Final Cut Pro X Updated
For free, to add a few features:
The non-linear editing program was initially launched to protests by the pro-editing community, but Version 10.0.3 addresses nearly all of the remaining criticisms of the post-production tool, adding multicam support, external broadcast monitoring (still a beta feature), and detailed chroma-key controls. And perhaps the biggest criticism—the lack of an upgrade path for projects built into previous Final Cut versions—has now been addressed by a third-party plugin called 7toX, from Intelligent Assistance.
Happy now, internet?
The recent fear and loathing about Apple dropping the “pro” market was based on two things: the perceived dumbing-down of FCP, and the neglect of the Mac Pro. It never made sense to me though. Why would Apple bother with a huge, from-scratch rewrite of Final Cut if it planned to ditch it?
The speculation was that since it a) borrowed some interface from iMovie, b) contained some DSLR-friendly features, c) was drastically cheaper, and d) was missing a bunch of features, that Apple was targeting “prosumers” (shudder) and not “pros”.
a) If the same people who rethought iMovie a few years back were doing the same to FCP, it follows that some interface will be shared. If they’ve figured out better interfaces for editing, they’re going to want to use them. As I stated before, traditional editing software packages (NLEs) are based on a tape-to-tape interface metaphor which isn’t helping anyone anymore. We should be happy that Apple is trying to improve it.
b) DSLR workflow is a file-based workflow, which is obviously the future. Things like background transcoding and auto-sync are just plain handy for whichever files you are importing, whether prosumer like AVCHD or pro like Redcode.
c) FCP X is $300 to Final Cut Suite’s $1000. Suite contained extra software like Colour and Soundtrack that Apple no longer offers (it has folded some features of these apps into FCP itself).
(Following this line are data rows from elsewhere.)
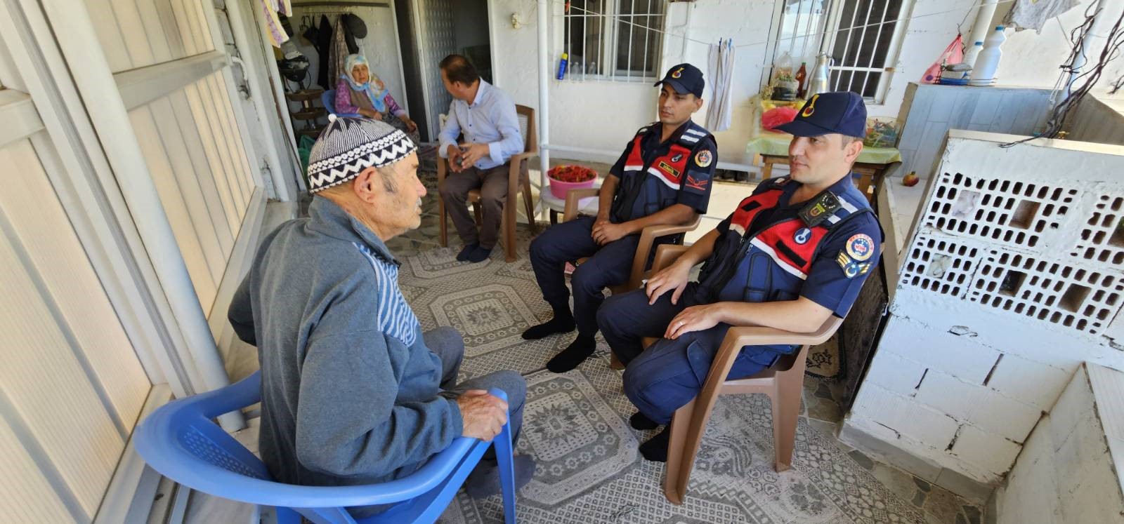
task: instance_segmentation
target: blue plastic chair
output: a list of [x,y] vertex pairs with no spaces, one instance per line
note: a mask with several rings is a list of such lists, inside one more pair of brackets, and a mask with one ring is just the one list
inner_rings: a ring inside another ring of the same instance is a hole
[[[324,103],[324,109],[327,109],[329,113],[336,112],[336,90],[329,89],[320,94],[320,102]],[[351,117],[351,118],[362,118],[360,113],[336,113],[337,117]]]
[[[300,524],[432,523],[445,511],[488,442],[457,438],[405,478],[365,486],[297,486],[270,479],[265,465],[211,419],[261,399],[261,371],[214,392],[171,402],[148,415],[134,432],[140,457],[161,475],[191,489],[232,500],[273,506],[278,522]],[[489,390],[507,401],[499,389]],[[504,494],[504,521],[515,523],[515,469],[511,430],[492,442]],[[383,513],[354,520],[348,506],[393,504]]]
It also contained Motion and Compressor, which Apple is now selling separately for $50. Furthermore, there is no upgrade pricing on the App Store, so the next time Apple decides to charge for a new version of FCP X (XI?), we will all be paying another $300 + $50 + $50 – and if you want Logic to take the place of Soundtrack, add another $200. It’s not that much cheaper.
d) This latest update should allay concerns about dropped features. This is how Apple does it: they don’t include features they feel they haven’t gotten right yet. The original iPhone was missing a bunch of features we take for granted now (copy & paste, multitasking, third party apps).
I’m actually pleasantly surprised multicam support has been added already (especially since I have a project coming up that will need it). So the big question mark now is the Mac Pro. Informed opinions say that Apple is just following Intel’s rather slow-moving Xeon roadmap, which suggests a March update. Okay then!